This discussion has been locked. The information referenced herein may be inaccurate due to age, software updates, or external references.
You can no longer post new replies to this discussion. If you have a similar question you can start a new discussion in this forum.

How can I have netflow top application report match the NPM interface utilization report?

As the title said, how can I have netflow top application report match the NPM interface utilization report?

I am asking this because I want it when NPM reports me that my bandwidth got high utilization, I can tell what kind of application traffic that is utilizing that much of bandwidth at that time.

However, I got confused as the total utlization number between netflow top application chart and NPM interface percent utilization chart is different

for example:

I have a 40 Mbps bandwidth from my ISP (I have modified the bandwidth to 40Mbps in the node configuration from fast ethernet default 100Mbps)
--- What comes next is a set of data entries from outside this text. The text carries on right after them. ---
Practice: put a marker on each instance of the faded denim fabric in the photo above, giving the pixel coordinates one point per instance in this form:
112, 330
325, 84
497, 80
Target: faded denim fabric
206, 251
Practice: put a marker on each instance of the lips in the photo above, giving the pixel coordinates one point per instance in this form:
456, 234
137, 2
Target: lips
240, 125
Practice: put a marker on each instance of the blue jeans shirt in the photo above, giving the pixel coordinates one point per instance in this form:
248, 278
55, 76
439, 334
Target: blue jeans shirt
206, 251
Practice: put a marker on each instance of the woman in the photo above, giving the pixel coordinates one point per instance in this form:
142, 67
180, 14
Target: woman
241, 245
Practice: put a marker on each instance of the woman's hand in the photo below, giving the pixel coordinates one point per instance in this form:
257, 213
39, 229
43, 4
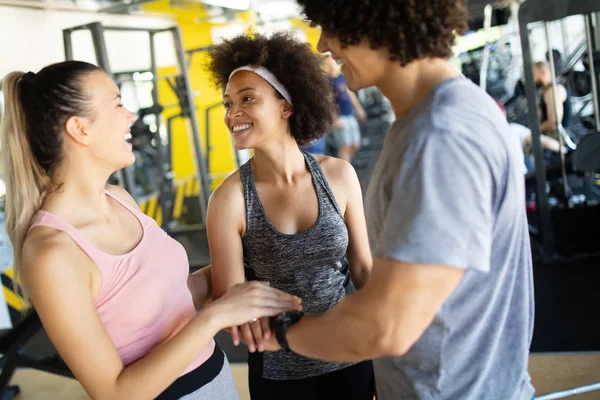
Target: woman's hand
252, 334
248, 301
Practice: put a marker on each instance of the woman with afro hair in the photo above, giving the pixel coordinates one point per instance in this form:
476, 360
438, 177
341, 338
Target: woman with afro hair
286, 217
448, 310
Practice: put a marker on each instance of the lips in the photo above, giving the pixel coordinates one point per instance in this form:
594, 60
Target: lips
240, 128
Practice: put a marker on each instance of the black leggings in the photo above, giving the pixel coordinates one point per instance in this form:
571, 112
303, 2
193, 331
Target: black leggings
356, 382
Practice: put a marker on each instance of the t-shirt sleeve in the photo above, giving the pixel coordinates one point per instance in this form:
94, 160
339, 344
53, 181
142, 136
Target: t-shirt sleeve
440, 209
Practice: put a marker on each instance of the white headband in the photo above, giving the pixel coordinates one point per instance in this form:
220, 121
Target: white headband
267, 76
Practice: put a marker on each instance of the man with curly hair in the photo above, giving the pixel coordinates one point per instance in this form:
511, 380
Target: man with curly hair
448, 310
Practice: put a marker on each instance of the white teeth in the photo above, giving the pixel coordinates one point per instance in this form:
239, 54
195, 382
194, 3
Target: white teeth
241, 127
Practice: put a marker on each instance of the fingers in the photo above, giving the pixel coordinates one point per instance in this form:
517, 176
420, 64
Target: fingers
268, 297
235, 336
248, 338
266, 328
256, 329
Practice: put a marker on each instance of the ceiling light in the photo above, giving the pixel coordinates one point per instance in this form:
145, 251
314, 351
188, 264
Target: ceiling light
235, 4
My router is cisco 1800 series, I only have flow enabled both ingress & egress in one interface of the router, i also have configured ip flow-cache timeout active 1

pastedImage_1.png

From this graph I can know that between 13:10 - 13:14 my link is utilized 43,47% (recv) and 45,65% (xmit)

However, if I observe the total utilization from netflow top applications graph in the same time range is not the same. For example, in below graph:

pastedImage_3.png

Total traffic inbound 27.54% + 19.49% + 0.3% + 0.03% = 47.36% --> compared to inbound 43,47%

Total traffic outbound 37.02% + 4.64% + 1.05% + 0.02% + 0.01% = 42,74%--> compared to outbound 45,65%

From what I can say, I dont limit my application monitoring only to only monitor some specified apps, so the traffic recorded in netflow should be all traffic that are "passing" that interface right?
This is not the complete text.